Publié le par Rosalie210

Christopher Nolan (2017)

Dunkerque (Dunkirk)

Immersif et abstrait, le "Dunkerque" de Christopher NOLAN m'a fait penser à "Inception" (2009) avec son montage alterné sur trois temporalités différentes. Une évacuation sur la jetée qui dure une semaine, un bateau de plaisance qui se porte au secours des naufragés sur une journée et un pilote d'avion qui tente de couvrir les opérations sur une heure. Le résultat qui fait penser à un jeu vidéo est cependant brouillon et répétitif. Le scénario est rachitique et les personnages interchangeables, une impression renforcée par le minimalisme des images: ciel, plage, mer presque vides où apparaissent parfois quelques points ou lignes de points. Ennemi invisible, allié français presque inexistant, plage immaculée et ville de Dunkerque anachronique et intacte déréalisent et décontextualisent complètement la guerre.
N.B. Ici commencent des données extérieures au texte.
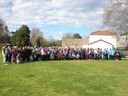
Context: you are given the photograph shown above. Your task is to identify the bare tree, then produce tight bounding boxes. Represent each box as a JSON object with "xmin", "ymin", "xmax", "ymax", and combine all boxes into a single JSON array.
[
  {"xmin": 103, "ymin": 0, "xmax": 128, "ymax": 47},
  {"xmin": 30, "ymin": 28, "xmax": 44, "ymax": 46}
]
C'est d'ailleurs le but affiché par Christopher NOLAN qui a préféré faire un film de survie. Mieux vaut en effet ne pas être claustrophobe tant les scènes où les soldats sont pris au piège d'une carcasse de bateau ou d'avion qui coule sont nombreuses. On a bien du mal à croire que 300 mille des 400 mille soldats britanniques ont pu être sauvés dans ces conditions tant Christopher Nolan insiste sur les torpillages de bateaux, les mitraillages sur la plage et la sensation d'oppression qui en résulte, renforcée par la musique lancinante de Hans ZIMMER. C'est à peu près la seule sensation qui émerge de ce film qui paradoxalement s'avère étouffant en filmant pourtant des espaces épurés et infinis.